Школа на первых порах запомнилась ему какими-то смутными огорчениями и радостями: опоздает к уроку и, робея, ходит по морозу, пока учительница не заметит его в окно, или спрячется под парту, потому что совершенно нельзя показать тетрадку, которую дома изжевал теленок. А то, бывало, читает учительница сказку, и он забудет обо всем, и надолго явь перемешается с удивительным вымыслом. В короткие минуты перед сном, когда он с закрытыми глазами лежал в постели, сказка оживала новыми событиями. Потом, в забытьи, его начинали преследовать с огромными ножами карточные короли, но он успевал забежать домой и закрыть на крючок дверь, или мать вела его по прекрасному городу, и он запомнит этот город на всю жизнь.
5
Жила по соседству еще одна вдовья надежда, а для Матвея в ту пору — просто необходимый человек, Васька Богаткин.
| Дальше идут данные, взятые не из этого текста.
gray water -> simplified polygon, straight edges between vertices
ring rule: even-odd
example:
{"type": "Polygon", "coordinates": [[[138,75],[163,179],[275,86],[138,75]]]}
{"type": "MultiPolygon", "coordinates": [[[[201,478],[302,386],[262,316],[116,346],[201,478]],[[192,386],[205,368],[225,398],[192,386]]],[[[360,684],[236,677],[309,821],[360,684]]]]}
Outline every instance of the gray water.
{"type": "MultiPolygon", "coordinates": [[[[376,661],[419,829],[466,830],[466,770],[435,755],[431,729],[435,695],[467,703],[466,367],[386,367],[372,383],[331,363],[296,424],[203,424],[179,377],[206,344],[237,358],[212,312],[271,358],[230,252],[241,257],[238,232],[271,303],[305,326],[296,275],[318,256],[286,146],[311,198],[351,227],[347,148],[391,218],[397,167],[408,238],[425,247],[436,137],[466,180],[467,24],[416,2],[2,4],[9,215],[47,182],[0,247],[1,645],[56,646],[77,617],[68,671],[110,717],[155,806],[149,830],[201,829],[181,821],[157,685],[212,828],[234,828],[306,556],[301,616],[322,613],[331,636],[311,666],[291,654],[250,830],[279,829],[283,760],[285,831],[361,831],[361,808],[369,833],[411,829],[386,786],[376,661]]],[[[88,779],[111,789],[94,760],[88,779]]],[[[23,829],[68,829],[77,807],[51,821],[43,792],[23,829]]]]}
Знали они друг друга с тех пор, когда в вечернем сумеречье, уткнувшись в материнские подолы, слушали нескончаемые бабьи разговоры. Взрослым было невдомек, что многое из этих разговоров накрепко западет в детской памяти. Увлеченно рассказывали разные истории вдовы, коротая длинные вечера. И конечно, всегда правдивые — во всяком случае, слушательницы сомнений никогда не высказывали. Да и какая неволя той же Фене-поварихе плести небылицы, если ей и правды не пересказать: вместе с мужиками была на фронте. Ее слушали с аханьем, вздохами, иногда плакали — вспоминали убиенных. Тетка Ольга любила рассказывать страшные истории про купцов. И вроде бы тоже не выдумывала: истории происходили здесь, в Кузьминском, когда через село проходил великий тракт в Сибирь. Призовет в свидетели и неприметную могилу у дороги, и нечистый омут, что на полпути в Ильинку, и каменный подвал под нынешней почтой. А Евдокия, самая охотливая рассказчица, недаром предупреждала: «Хотите — верьте, хотите — нет». Но как было не верить, если невероятные истории происходили со своими, кузьминскими, разумеется, тоже Богаткиными, Пашниными, Мануйловыми, прямые потомки которых сейчас здравствуют? С удивлением мальчишки узнавали, какие необыкновенные люди жили в их деревне: колдуны, знахари, предсказатели. Евдокия рассказывала так, словно доподлинно сама знала тайны колдовства и знахарства: помнила какие-то заклинания, называла лесные травы, которые при особых обстоятельствах обладали чудодейственной силой. Оттого вдовы кивали: «Правда, все правда». Матвей однажды не вытерпел: «А сама ты бы смогла?» Мать улыбнулась: «Выдумал! Кто же нынче таким делом занимается?»